Her heart was numb for the time, and she wandered on like one in a dream—now looking upon the pavement, then lifting her eyes upward where traceries of snow, delicate as a spider’s web, but yet of a pearly richness, linked with blossoms of silver, ran through the arches, chaining the pillars together with a gleaming network. The doors, the royal seat, everything around was one blaze of rich mosaic—the pavement of white marble, starred with gorgeous tiles, spread away beneath her feet. Broken, soiled by neglect, in ruins, as all this was, perhaps it seemed but the more enchanting for that! for to a keen imagination these fragments of beauty were suggestive of an ideal perfection, which no art ever reached. But my mother could not long be won from the great causes of anxiety that surrounded her. Her heart began to ache again, and with a weary step she sought the Mih-rab, and seating herself on the agate floor, sat pondering over her own miserable thoughts till the sun went down.

With strained eyes and a weary heart, she saw the rich light fade away from the pillars till the arches were choked up with blackness, and all the slender columns seemed like spectres crowding toward her hiding-place. She grew feverish with anxiety; her lips were parched; a faintness crept through her frame. It was not hunger, but she was exhausted, and remembering the food her grandame had left, felt for it in the darkness.

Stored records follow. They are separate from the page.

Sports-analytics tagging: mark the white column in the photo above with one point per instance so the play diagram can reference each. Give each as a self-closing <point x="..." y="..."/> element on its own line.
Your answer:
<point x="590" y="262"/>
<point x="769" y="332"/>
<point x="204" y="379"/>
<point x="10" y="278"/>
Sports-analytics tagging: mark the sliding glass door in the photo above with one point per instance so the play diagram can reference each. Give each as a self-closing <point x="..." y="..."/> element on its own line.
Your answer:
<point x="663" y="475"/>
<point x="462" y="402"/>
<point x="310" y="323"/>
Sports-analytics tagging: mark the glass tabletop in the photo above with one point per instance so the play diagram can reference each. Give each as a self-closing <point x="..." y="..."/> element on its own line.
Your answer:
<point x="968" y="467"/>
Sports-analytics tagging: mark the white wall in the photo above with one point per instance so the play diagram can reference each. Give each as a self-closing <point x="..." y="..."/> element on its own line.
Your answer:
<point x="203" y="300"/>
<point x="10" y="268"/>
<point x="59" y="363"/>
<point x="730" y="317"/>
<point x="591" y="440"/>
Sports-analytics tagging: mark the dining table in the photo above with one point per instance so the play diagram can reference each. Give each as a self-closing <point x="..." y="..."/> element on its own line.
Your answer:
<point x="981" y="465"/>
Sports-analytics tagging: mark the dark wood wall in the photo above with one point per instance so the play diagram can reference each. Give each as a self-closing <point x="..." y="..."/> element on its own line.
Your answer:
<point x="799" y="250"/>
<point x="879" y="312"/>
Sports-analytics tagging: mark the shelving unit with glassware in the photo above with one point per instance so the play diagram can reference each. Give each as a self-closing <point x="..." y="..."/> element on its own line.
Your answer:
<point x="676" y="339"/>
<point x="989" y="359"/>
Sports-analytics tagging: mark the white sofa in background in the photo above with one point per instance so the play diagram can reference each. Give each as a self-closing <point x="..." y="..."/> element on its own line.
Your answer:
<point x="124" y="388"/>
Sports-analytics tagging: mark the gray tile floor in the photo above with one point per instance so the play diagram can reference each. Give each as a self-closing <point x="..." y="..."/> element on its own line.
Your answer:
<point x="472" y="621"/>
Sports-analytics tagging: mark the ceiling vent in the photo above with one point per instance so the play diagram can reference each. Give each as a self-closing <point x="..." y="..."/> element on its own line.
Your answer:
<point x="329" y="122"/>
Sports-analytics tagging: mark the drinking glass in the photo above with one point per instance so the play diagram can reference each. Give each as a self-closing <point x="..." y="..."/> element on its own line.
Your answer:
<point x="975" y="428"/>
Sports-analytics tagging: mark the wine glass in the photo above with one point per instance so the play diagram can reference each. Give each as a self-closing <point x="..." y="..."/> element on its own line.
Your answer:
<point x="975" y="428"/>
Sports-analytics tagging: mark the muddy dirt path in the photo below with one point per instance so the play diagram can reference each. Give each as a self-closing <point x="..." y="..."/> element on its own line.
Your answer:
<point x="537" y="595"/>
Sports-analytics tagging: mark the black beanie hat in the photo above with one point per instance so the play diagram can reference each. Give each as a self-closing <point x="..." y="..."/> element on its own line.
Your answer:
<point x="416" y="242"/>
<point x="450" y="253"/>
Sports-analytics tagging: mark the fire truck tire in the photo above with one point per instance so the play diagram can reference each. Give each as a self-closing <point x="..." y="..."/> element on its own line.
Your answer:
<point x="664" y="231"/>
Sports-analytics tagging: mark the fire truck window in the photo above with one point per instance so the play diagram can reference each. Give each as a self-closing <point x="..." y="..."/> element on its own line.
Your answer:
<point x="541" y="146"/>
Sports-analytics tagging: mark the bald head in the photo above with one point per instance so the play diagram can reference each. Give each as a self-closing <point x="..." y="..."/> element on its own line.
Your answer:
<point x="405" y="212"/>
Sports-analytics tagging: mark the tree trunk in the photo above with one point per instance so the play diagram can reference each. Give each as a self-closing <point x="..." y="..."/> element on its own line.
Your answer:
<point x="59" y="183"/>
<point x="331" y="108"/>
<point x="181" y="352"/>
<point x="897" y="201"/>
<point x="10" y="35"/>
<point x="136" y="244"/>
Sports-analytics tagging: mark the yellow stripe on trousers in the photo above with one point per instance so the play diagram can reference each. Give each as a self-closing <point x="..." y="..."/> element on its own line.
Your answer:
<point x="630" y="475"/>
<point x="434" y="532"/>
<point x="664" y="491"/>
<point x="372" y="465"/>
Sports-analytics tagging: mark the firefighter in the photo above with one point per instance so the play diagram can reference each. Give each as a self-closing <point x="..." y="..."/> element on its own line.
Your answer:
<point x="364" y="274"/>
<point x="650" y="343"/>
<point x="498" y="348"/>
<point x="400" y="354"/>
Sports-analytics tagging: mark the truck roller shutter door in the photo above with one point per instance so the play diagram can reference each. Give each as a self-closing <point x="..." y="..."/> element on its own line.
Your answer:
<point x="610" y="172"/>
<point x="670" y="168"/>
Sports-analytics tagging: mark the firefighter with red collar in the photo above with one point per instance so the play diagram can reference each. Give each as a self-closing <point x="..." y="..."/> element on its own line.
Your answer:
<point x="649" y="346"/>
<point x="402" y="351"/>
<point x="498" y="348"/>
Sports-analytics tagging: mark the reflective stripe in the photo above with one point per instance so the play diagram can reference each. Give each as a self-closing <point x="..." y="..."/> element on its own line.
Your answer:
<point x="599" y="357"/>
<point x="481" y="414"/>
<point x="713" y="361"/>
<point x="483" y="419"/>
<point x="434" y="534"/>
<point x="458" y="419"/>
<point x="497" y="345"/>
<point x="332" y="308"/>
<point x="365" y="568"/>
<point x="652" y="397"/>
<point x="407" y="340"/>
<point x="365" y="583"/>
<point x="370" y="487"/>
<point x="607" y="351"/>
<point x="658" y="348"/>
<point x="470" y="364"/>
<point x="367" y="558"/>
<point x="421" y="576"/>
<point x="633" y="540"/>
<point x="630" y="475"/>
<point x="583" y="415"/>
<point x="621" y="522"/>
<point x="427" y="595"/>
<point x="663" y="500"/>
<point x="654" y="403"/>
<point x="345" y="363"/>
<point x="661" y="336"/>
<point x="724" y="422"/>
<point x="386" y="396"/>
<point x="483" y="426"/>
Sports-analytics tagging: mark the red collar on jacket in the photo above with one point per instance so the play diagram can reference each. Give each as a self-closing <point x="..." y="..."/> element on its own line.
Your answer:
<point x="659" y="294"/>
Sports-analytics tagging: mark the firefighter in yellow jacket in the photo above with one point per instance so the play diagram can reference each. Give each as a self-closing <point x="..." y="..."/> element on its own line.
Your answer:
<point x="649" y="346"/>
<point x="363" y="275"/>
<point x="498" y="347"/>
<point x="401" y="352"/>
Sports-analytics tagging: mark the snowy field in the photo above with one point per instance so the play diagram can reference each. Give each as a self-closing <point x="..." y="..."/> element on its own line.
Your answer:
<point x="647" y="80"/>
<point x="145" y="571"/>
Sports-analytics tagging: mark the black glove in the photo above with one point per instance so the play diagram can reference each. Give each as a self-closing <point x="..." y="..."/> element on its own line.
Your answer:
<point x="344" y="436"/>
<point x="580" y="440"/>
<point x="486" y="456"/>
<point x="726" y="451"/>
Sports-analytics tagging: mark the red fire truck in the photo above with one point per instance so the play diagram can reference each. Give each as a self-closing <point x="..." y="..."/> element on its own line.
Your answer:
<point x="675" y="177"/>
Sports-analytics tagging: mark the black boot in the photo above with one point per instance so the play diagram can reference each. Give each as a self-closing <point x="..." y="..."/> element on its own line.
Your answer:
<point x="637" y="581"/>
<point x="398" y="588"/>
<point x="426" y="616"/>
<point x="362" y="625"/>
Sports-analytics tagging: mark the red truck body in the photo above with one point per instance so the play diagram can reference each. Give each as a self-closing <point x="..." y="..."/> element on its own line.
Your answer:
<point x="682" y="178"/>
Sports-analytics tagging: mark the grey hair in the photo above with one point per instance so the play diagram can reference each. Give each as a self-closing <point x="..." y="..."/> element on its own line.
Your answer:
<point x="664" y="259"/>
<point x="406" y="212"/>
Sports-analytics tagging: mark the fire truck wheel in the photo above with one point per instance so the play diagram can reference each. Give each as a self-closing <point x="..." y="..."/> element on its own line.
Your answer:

She drank of the water, and tasted a mouthful of bread; but it was suspense, not want of food, that had taken away her strength. She could not endure to look out from her hiding-place, for now that crowd of pillars seemed like men of her tribe, all greedy and athirst for her young life.

Thus she remained; it might be hours or minutes; it seemed an eternity to her, and then she heard footsteps and a voice.

CHAPTER X.
THE COURIER AND HIS WILD VISITOR.

At a back door of the little Fonde, which stands within the enclosures of the Alhambra, sat a little old man, or if not absolutely old, so withered and shrunk up that it was impossible, at a little distance, not to think him aged. But at a close view you saw, by the sharp black eyes, the thin, but unwrinkled lips, and a certain elasticity of movement, that he had scarcely passed the middle age of life. A coat of drab cloth, with short-clothes of the same material, a plush waistcoat, knee and shoe-buckles of gold, and silk stockings, at once swept away all idea of his being a native of Granada, and to an experienced eye proclaimed him the retainer of some old English family. Besides all this, there was an air of rather peculiar nicety in his apparel. His cravat was richly ruffled with lace, and flowed down ostentatiously over the waistcoat. His wristbands were of the same costly material, with here and there a slight fray or break, which gave suspicion of some previous and more exalted ownership.